Я затянул ремень. Она умолкла и тотчас начала яростно колотить по креслу, но я еще несколько секунд душил ее, а потом снова ослабил петлю и дал ей возможность вздохнуть.
— Ты меня утомляешь, куколка. Даю тебе третью попытку. Возможно, она станет последней. Я не могу валандаться с тобой всю ночь.

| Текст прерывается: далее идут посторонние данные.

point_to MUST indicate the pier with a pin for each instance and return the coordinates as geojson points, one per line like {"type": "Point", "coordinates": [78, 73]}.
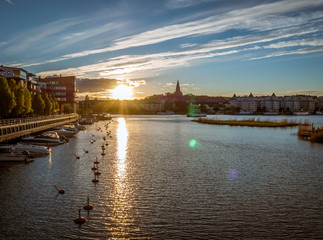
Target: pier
{"type": "Point", "coordinates": [15, 128]}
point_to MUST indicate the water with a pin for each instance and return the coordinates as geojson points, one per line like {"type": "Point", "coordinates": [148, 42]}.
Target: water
{"type": "Point", "coordinates": [165, 177]}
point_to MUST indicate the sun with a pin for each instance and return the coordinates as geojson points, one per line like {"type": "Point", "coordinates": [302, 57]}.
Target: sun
{"type": "Point", "coordinates": [122, 92]}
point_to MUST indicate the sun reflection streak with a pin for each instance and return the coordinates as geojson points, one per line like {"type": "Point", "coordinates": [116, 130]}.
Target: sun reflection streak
{"type": "Point", "coordinates": [122, 139]}
{"type": "Point", "coordinates": [121, 198]}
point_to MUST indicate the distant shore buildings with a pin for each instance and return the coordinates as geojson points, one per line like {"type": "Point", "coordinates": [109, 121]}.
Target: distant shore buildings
{"type": "Point", "coordinates": [62, 88]}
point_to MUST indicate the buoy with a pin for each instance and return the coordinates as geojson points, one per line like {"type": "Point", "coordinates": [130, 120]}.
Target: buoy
{"type": "Point", "coordinates": [80, 220]}
{"type": "Point", "coordinates": [94, 168]}
{"type": "Point", "coordinates": [60, 191]}
{"type": "Point", "coordinates": [88, 206]}
{"type": "Point", "coordinates": [95, 180]}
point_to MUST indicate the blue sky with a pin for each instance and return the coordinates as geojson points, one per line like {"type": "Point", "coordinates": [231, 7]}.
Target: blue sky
{"type": "Point", "coordinates": [213, 47]}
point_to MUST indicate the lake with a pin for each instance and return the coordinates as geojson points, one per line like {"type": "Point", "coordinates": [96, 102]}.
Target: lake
{"type": "Point", "coordinates": [166, 177]}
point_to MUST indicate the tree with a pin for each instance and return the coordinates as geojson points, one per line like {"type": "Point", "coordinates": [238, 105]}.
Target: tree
{"type": "Point", "coordinates": [48, 104]}
{"type": "Point", "coordinates": [38, 104]}
{"type": "Point", "coordinates": [86, 104]}
{"type": "Point", "coordinates": [7, 100]}
{"type": "Point", "coordinates": [27, 98]}
{"type": "Point", "coordinates": [67, 108]}
{"type": "Point", "coordinates": [20, 100]}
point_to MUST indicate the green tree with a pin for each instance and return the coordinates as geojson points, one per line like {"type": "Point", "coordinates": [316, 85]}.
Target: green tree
{"type": "Point", "coordinates": [38, 104]}
{"type": "Point", "coordinates": [7, 99]}
{"type": "Point", "coordinates": [27, 97]}
{"type": "Point", "coordinates": [67, 108]}
{"type": "Point", "coordinates": [86, 104]}
{"type": "Point", "coordinates": [48, 104]}
{"type": "Point", "coordinates": [20, 100]}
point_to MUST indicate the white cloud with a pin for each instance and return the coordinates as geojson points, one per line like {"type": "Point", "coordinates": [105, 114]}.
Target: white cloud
{"type": "Point", "coordinates": [174, 4]}
{"type": "Point", "coordinates": [292, 52]}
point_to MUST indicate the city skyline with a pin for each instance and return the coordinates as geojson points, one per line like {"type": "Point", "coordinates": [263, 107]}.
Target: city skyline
{"type": "Point", "coordinates": [215, 48]}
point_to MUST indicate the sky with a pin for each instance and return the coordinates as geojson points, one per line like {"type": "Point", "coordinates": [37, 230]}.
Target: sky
{"type": "Point", "coordinates": [213, 47]}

— Мэтт! — закричала она. — Мэтт, ты должен мне верить! Я действительно не знаю... Понятия не имею...
— Твоя московская альма-матер должна гордиться тобой, милая! — сказал я. — Может быть, в назидание молодым курсантам у вас в главном корпусе установят мемориальную доску: “Вечная память Ваде, до конца оставшейся немой”. Черт, я же прекрасно понимаю, что эта игра в молчанку предписана тебе уставом, но стоит ли игра свеч? Неужели твои начальники одобрили бы твое поведение, если бы ты спросила их совета?
Разве какая-то дурацкая блондинка дороже жизни первоклассного агента? — Немного придушив се, я склонился над ней. — Так где она, черт тебя побери? Где Уинни? Где ее прячут твои люди? Э нет, руки назад!
— Мэтт, прошу тебя, я не могу дышать!
— Слушай, хватит, а? — взорвался я. — Ты можешь наконец понять, что ты умрешь, если не скажешь? В последний раз спрашиваю: где моя жена?
— Мэтт, — зашипела она. — Мэтт, я клянусь... Прошу, не надо...
Она хорошо смотрелась: такая перепуганная и отчаявшаяся. Ну я-то тоже был хорош: обуян яростью, расточая угрозы... Два профессионала ломали друг перед другом комедию, да только кожаную петлю затягивал я.
— Прощай, малышка, — сказал я. — Когда попадешь в ад, передай мой горячий привет бедняге Максу. Он тоже думал, что я блефую.
Я с силой дернул за свободный конец ремня, а Вадя, обеими руками схватившись за него, попыталась было ослабить петлю, но не успела просунуть пальцы под кожаную ленту. Она упала на колени, вскочила на ноги, вцепившись ногтями себе в горло, и рванулась прочь. Я почувствовал, что петля затянулась еще туже, и отпустил немного, опасаясь повредить ей шейные позвонки или что-нибудь еще столь же жизненно важное.
Я поспешно обежал вокруг кресла, полагая, что мне придется с ней побороться. Однако увидел, что она стоит на коленях, отчаянно силясь распустить кожаную петлю на шее. Но мягкий ремень вместо того, чтобы ослабнуть, когда я его отпустил, намертво впился ей в шею, точно повинуясь таящемуся в нем убийственному импульсу. Глаза Вади вылезли из орбит, лицо стало мертвенно-серым. Она повалилась на пол и стала конвульсивно извиваться, разрывая ногтями воротничок блузки и царапая кожу в кровь, однако черный обруч не разжимался.